As parents, we don’t like to consider the unthinkable: that something serious will happen to our children, leaving them seriously injured or, God forbid, dead. That’s precisely why it is imperative that parents of children who have reached the age of majority (18 in most states) consider engaging with an estate planning attorney to have a “starter” estate plan drafted for their adult children.
Why a Starter Estate Plan?
The age of majority is when a child is legally considered an adult and is responsible for their own affairs. This includes making decisions for themselves with regard to finances and health care.
But what if a child is unable to make those decisions?
Consider this scenario: you live on the west coast and your child is attending college back east. Your child goes on a skiing trip with friends and is seriously injured and unconscious. Without proper legal authority, you, the parent, will not have the ability to make health care decisions for your injured child.
Furthermore, due to privacy laws like the federal Health Insurance Portability and Accountability Act (HIPAA), the hospital is prohibited from releasing any information about your child without prior consent from the patient.
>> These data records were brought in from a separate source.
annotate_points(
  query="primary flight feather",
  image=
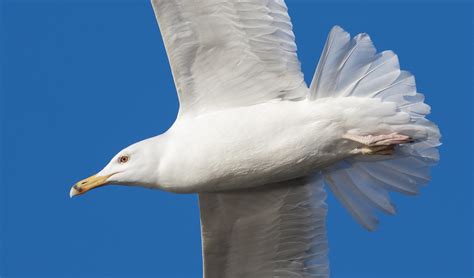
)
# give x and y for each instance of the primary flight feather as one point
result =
(258, 145)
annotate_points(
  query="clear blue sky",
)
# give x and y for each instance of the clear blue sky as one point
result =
(81, 80)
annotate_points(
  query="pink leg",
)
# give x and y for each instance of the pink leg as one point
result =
(380, 140)
(380, 144)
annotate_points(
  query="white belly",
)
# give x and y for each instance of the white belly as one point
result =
(252, 146)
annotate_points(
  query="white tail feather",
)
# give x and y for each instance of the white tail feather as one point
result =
(351, 67)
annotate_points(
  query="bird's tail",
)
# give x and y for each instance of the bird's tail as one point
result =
(352, 68)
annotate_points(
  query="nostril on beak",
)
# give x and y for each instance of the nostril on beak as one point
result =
(78, 189)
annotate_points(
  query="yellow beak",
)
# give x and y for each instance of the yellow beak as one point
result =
(87, 184)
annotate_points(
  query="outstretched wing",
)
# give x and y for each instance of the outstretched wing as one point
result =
(227, 53)
(277, 230)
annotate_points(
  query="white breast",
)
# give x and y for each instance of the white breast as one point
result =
(254, 145)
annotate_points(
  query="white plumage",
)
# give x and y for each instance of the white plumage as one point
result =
(258, 145)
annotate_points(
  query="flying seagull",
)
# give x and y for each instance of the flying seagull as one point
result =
(260, 147)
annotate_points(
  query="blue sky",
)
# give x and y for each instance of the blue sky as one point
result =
(80, 80)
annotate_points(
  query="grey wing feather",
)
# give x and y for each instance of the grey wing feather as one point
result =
(277, 230)
(227, 53)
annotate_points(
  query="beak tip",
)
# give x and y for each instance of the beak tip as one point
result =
(73, 192)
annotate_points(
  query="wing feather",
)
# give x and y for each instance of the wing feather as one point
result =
(227, 53)
(277, 230)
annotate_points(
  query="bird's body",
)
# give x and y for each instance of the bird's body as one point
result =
(263, 143)
(258, 145)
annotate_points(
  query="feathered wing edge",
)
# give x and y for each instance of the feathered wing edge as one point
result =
(277, 230)
(351, 67)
If your child has not provided that consent in advance, you could be stuck unable to learn anything about your child’s condition.
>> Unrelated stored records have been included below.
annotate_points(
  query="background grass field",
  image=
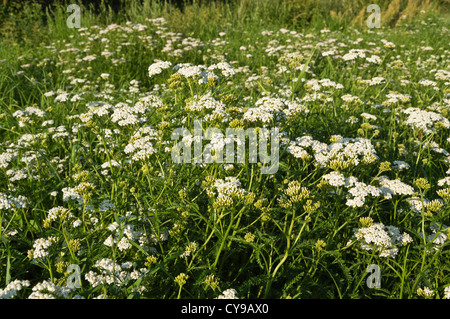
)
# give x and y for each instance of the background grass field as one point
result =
(87, 177)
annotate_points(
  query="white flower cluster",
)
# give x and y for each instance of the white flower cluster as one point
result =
(346, 151)
(158, 67)
(111, 272)
(124, 242)
(215, 109)
(59, 213)
(226, 190)
(148, 102)
(438, 236)
(40, 247)
(395, 97)
(48, 290)
(13, 288)
(424, 120)
(270, 108)
(353, 54)
(140, 144)
(8, 201)
(394, 187)
(442, 75)
(124, 114)
(7, 157)
(25, 115)
(226, 69)
(360, 191)
(381, 238)
(228, 294)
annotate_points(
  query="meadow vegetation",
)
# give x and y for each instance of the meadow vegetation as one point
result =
(87, 176)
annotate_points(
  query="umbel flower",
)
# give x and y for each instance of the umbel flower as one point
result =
(381, 238)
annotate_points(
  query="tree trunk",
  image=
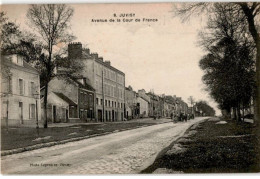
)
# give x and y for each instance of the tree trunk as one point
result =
(45, 125)
(238, 112)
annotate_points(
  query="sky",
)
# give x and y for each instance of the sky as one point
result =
(162, 55)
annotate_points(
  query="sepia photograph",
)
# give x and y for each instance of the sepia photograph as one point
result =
(130, 88)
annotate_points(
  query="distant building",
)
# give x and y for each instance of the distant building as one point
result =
(154, 106)
(20, 88)
(131, 109)
(143, 107)
(108, 82)
(70, 100)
While this may seem like a worst-case scenario, the fact remains that if your adult child is incapacitated, you could encounter obstacles to getting information or making financial or health-related decisions on your child’s behalf – even though you still may be financially responsible for your child (paying for college, room, board, health insurance, and so on).
Elements of a Starter Estate Plan
An estate planning attorney can draft the necessary documents your child will need in order to give you, as parents, decision-making authority should the worst happen. These include:
- Durable Power of Attorney for Finance – This document allows you to step into your child’s shoes to handle his or her financial affairs.
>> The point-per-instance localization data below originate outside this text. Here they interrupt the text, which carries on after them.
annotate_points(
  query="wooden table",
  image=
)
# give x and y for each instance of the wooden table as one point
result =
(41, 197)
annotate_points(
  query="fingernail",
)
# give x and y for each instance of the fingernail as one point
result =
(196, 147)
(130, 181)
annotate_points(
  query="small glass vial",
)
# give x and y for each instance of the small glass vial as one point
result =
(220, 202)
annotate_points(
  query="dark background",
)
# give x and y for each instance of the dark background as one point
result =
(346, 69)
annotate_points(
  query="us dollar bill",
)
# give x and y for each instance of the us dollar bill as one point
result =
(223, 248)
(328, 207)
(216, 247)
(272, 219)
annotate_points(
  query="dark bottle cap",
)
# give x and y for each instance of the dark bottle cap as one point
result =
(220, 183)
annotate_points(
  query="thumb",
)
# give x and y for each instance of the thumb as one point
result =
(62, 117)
- Advance Health Care Directive (also known in some states as a Power of Attorney for Health Care and a Living Will) – Like with the Durable Power of Attorney for Finance, an Advance Health Care Directive allows you to step into the shoes of your adult child and make health care decisions for them.
- HIPAA waiver – The HIPAA privacy waiver, which authorizes medical professionals to release patient information to you, is sometimes incorporated into the Advance Health Care Directive itself or can be a separate document.
Another area to consider is FERPA, the Family Educational Rights and Privacy Act, under which access to all educational records go to the student once they are legally considered an adult. Students need to sign a waiver authorizing parents to receive their student records, such as grades and attendance. If you are footing the bill for college, you will probably want to know how your child is doing. Some attorneys will include a FERPA waiver as part of the Starter Estate Plan.
Your adult child will need to meet with the attorney to have these documents prepared and signed. Attorneys usually offer these plans for a very reasonable cost compared with a full estate plan.
While no one likes to think of something terrible happening to their children, obtaining a “starter” estate plan for your children that have reached the age of majority is a small price to pay for the security of knowing that should the unthinkable happen, you can be there in an instant when your child needs you most.